The next phase of artificial intelligence may not depend only on building ever larger systems in remote data centers. A new wave of smaller AI models, including Microsoft’s Phi-3-mini, suggests that useful assistants can run directly on everyday devices such as laptops and smartphones.
That matters because local AI changes the tradeoff. Instead of sending every request to the cloud, a device could handle more work itself, reducing delays, avoiding some outages, and keeping data on the device.
Why Phi-3-mini matters
When ChatGPT was released in November 2023, the model behind it was too large to run directly on personal hardware. Access depended on the cloud. The source article describes a very different experience today: a similarly capable AI program running on a Macbook Air without pushing the machine hard.
The model is Phi-3-mini, part of a family of smaller AI models released by researchers at Microsoft. It is compact enough to run on a smartphone, though the article describes testing it on a laptop and accessing it from an iPhone through Enchanted, an app that offers a chat interface similar to the official ChatGPT app.
Microsoft researchers say in a paper describing the Phi-3 family that Phi-3-mini compares favorably with GPT-3.5, the OpenAI model behind the first release of ChatGPT. That comparison is based on standard AI benchmarks intended to test common sense and reasoning. The author’s own testing also found the model to appear similarly capable.
The shift from bigger to better trained
The usual story of modern AI has been scale. Large language models such as OpenAI’s GPT-4 and Google’s Gemini are trained on very large collections of text from books, websites, and other accessible sources. The article notes that this approach has raised legal questions, but it has also helped unlock new capabilities as models and training compute increased.
Phi-3 points to another path. Sébastien Bubeck, a Microsoft researcher involved with the project, said the team wanted to test whether careful selection of training material could shape a model’s abilities without simply expanding the training data.
Last September, Bubeck’s team trained a model roughly one-17th the size of OpenAI’s GPT-3.5 on "textbook quality" synthetic data generated by a larger AI model. The data included factoids from specific domains, including programming. The resulting model showed unexpected strength for its size.
Lo and behold, what we observed is that we were able to beat GPT-3.5 at coding using this technique.
That was really surprising to us.
The broader lesson is not that small models can replace every large model. It is that the quality and focus of training data can matter deeply. A smaller system can become useful if it is trained on material that teaches the right patterns and skills.
Local AI could change everyday apps
Running AI models locally means the model operates on a smartphone, laptop, or PC instead of relying on a cloud service for every interaction. The source article identifies several direct advantages: lower latency, fewer problems when cloud access fails, and stronger privacy because the data stays on the device.
Those advantages could change what developers build. If an AI system can work close to the operating system, it may support features that are hard to deliver through a cloud-only design. Microsoft’s Recall feature is one example mentioned in the source: it uses AI to make everything a person did on a PC searchable, and offline algorithms are described as a key part of it.

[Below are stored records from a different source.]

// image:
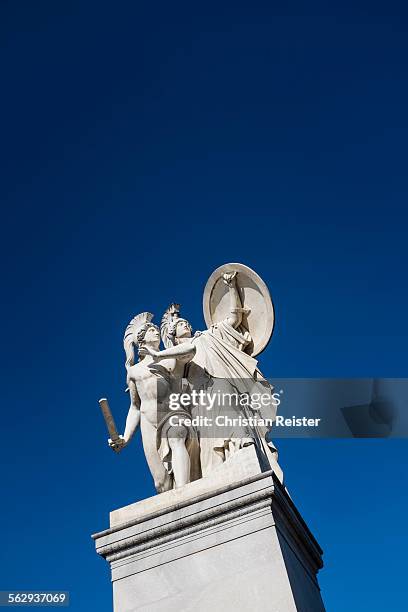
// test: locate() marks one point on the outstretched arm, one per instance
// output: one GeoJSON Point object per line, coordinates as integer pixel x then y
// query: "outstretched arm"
{"type": "Point", "coordinates": [236, 310]}
{"type": "Point", "coordinates": [184, 351]}
{"type": "Point", "coordinates": [133, 417]}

Local AI also makes the user experience feel different. A cloud chatbot depends on a connection, a remote service, and the path between the user and that service. A device-based model can respond from the hardware already in front of the user. That does not make cloud AI irrelevant, but it expands the range of practical designs.
- Responsiveness: local processing can reduce the delay that comes from sending queries to the cloud.
- Reliability: device-based AI can avoid some outages tied to remote services.
- Privacy: keeping data on a phone, laptop, or PC can prevent it from leaving the device.
- Integration: smaller AI models may support apps built more deeply into an operating system.
Multimodal models are arriving on two tracks
The movement toward smaller models is happening alongside a push toward multimodal AI. Microsoft announced a new multimodal Phi-3 model capable of handling audio, video, and text at its annual developer conference, Build. That announcement came days after OpenAI and Google promoted new AI assistants built on multimodal models accessed through the cloud.
This contrast is important. One track emphasizes powerful cloud systems. The other explores what can happen when capable models become small enough to fit on personal devices. Both approaches can advance at the same time, but they support different kinds of products.
For cloud-based assistants, the central question is how much capability can be delivered through remote infrastructure. For local AI, the question is how much intelligence can be brought directly onto the machine a person already uses. Phi-3-mini makes that second question more concrete.
What this means for the future of computing
Bubeck says the results suggest future AI systems will need more than simple scale to become smarter. The Phi work supports the idea that carefully chosen training material can make smaller systems far more useful than their size might imply.
That could make scaled-down models a major part of future computing. If AI can run on phones, laptops, and PCs, it can become less like a remote website and more like a built-in layer of the device. The source article also notes that Apple is widely expected to unveil its long-awaited AI strategy at its WWDC conference next month, and that Apple has previously emphasized local machine learning on its devices.
The central point is clear: the future of AI will not be defined only by enormous models in the cloud. Smaller AI models such as Phi-3-mini show that capability, efficiency, and careful training can combine in ways that bring useful intelligence closer to the user.